HadoopExam Blogs

HadoopExam Learning Resources

PairRDD: It’s simple to understand, if you have ever worked with the MapReduce algorithm (you see many of the things are existing but new frameworks are created for optimization, performance and usability perspective). PairRDD is an RDD of key-value pair, it is a tuple in Scala with only two values like (value1, value2). So here value1 is a key and value2 would become value. And PairRDD represents such data. Beautiful API is available to work with the PairRDD (paired data). You don’t have to write so much code, like you to with the MapReduce programming, just few lines of code with the PairRDD API it could accomplish many things in distributed manner. Most of the places you can see word count application as an example to show you, that how 50 lines of MapReduce code can be written using Spark PairRDD with just 5 to 6 lines to accomplish the same thing. Let’s discuss each topic in detail about PairRDD for MCSD certification perspective.

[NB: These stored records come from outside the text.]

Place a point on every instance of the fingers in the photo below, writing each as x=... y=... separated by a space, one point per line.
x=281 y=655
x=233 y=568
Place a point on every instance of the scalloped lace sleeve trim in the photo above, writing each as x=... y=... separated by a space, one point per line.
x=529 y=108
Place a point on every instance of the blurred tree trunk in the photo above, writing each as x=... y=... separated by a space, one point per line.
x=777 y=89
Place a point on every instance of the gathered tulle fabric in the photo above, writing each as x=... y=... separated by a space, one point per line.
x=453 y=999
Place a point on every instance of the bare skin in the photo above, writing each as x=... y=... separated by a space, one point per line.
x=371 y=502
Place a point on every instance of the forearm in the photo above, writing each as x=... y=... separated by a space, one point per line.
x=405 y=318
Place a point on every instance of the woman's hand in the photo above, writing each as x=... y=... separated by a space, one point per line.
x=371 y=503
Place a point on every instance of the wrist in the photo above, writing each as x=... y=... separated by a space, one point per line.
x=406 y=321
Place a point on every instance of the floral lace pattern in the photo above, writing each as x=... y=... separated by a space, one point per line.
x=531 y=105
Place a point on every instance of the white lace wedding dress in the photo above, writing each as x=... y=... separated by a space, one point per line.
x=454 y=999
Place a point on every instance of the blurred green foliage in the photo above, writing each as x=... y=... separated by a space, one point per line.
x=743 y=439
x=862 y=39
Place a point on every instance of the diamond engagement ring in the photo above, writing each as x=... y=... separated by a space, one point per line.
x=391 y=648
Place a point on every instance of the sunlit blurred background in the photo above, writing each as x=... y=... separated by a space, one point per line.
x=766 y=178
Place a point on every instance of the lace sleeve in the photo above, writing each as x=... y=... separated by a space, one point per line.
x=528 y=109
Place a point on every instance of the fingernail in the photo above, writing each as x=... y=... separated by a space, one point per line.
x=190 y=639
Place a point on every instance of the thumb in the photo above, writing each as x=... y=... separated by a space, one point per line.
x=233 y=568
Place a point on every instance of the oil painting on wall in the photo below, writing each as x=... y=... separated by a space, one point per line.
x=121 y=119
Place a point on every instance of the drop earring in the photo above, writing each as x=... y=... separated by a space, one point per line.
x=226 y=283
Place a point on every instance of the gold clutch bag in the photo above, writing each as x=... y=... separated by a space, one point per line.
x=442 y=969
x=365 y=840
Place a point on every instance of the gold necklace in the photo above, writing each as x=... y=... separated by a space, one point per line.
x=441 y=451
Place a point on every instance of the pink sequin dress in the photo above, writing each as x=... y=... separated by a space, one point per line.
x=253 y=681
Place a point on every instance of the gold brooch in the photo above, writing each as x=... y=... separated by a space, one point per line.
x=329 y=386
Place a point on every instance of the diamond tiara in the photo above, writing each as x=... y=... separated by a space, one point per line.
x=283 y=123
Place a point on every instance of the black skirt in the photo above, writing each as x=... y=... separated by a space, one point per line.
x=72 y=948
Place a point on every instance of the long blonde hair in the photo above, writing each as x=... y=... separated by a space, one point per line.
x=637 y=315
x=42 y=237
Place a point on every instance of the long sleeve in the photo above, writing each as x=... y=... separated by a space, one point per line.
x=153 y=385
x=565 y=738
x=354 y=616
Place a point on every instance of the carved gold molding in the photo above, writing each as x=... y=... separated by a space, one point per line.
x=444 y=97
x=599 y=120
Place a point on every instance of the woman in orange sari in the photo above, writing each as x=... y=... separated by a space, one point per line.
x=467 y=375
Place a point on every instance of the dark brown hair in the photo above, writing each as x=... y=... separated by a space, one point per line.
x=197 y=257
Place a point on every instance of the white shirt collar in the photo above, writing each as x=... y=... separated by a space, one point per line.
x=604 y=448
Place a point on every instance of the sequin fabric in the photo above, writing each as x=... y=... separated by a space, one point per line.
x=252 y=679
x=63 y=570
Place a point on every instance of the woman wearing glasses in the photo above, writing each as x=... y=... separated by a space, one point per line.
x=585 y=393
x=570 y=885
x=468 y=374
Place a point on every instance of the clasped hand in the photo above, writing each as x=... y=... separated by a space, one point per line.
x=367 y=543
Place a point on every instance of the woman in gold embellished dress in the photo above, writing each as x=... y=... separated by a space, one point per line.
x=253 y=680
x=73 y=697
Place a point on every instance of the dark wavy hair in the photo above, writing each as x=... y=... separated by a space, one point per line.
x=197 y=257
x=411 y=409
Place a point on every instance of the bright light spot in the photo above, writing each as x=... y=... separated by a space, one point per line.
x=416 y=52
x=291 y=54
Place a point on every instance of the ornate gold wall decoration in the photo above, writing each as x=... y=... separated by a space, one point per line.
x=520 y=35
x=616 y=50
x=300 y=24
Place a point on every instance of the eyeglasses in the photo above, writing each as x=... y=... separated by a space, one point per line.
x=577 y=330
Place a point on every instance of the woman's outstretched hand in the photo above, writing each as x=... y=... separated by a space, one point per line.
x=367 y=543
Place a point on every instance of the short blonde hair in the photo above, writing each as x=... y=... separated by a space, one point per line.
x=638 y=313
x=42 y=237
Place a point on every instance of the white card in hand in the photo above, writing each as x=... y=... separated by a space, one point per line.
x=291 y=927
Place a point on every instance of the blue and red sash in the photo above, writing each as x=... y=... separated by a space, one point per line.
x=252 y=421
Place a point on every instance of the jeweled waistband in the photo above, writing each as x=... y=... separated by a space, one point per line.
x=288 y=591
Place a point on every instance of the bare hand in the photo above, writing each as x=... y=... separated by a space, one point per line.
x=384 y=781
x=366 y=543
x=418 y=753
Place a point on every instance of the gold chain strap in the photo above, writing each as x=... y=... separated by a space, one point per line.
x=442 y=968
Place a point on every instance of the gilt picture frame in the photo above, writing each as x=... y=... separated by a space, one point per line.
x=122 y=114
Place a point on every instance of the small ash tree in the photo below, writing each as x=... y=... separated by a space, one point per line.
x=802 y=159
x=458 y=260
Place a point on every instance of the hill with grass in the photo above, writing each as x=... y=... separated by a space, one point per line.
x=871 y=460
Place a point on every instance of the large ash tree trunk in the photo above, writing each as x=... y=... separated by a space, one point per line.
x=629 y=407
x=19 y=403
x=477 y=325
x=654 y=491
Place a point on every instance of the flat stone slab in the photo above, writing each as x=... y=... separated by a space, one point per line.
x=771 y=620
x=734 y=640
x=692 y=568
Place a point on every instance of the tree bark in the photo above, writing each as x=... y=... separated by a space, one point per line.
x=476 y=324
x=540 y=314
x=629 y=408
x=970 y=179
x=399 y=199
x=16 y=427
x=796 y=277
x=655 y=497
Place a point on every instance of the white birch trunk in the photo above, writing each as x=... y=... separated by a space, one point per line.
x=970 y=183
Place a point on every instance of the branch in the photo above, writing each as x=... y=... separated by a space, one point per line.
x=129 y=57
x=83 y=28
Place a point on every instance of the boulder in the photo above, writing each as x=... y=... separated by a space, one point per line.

  1. Creating PairRDD: First of all you need to understand the concepts of the PairRDD and how it can be used. Once you understand this then learn how to convert simple RDD into PairRDD, when you load the data how it can be directly converted into PairRDD. Similar to simple RDD, PairRDD also have actions and transformations. How serialization affect while working with keys and values of the PairRDD.  Yes, you will get many questions around simple RDD and PairRDD, both combined will cover at-least 30-35% questions. Most of the questions will be asked with code snippet and sample data.
  2. PairRDD transformations: This is something difficult to grasp, as reduce() function in case of simple RDD is an action but in case of PairRDD, reduceByKey() is a transformation. So, how do you differentiate between transformation and actions? Concept remain same transformation will return new RDD and action return the expected results. When actions are applied in RDD, then transformation will be lazily evaluated.
  3. reduceByKey and groupByKey : Certainly, you will get questions based on these two methods of PairRDD. So it is expected you understand how this functions work with the data in RDD, where is and when data shuffling, what is the issue with the Network I/O etc. Which should be consider in which situation.
  4. PairRDD functions: There are various functions available in PairRDD for transformations and actions. You need to understand, how to use them for example join, leftjoin, rightjoin, union etc. What is the role of the key, when join operation is applied. Basically, you should have good exposure to PairRDD API. You will get 4-5 questions with both actions and transformations of PairRDD.
  5. Action on PairRDD: Similarly you should have good experience with the use of PairRDD actions. Certainly 2-3 questions from here.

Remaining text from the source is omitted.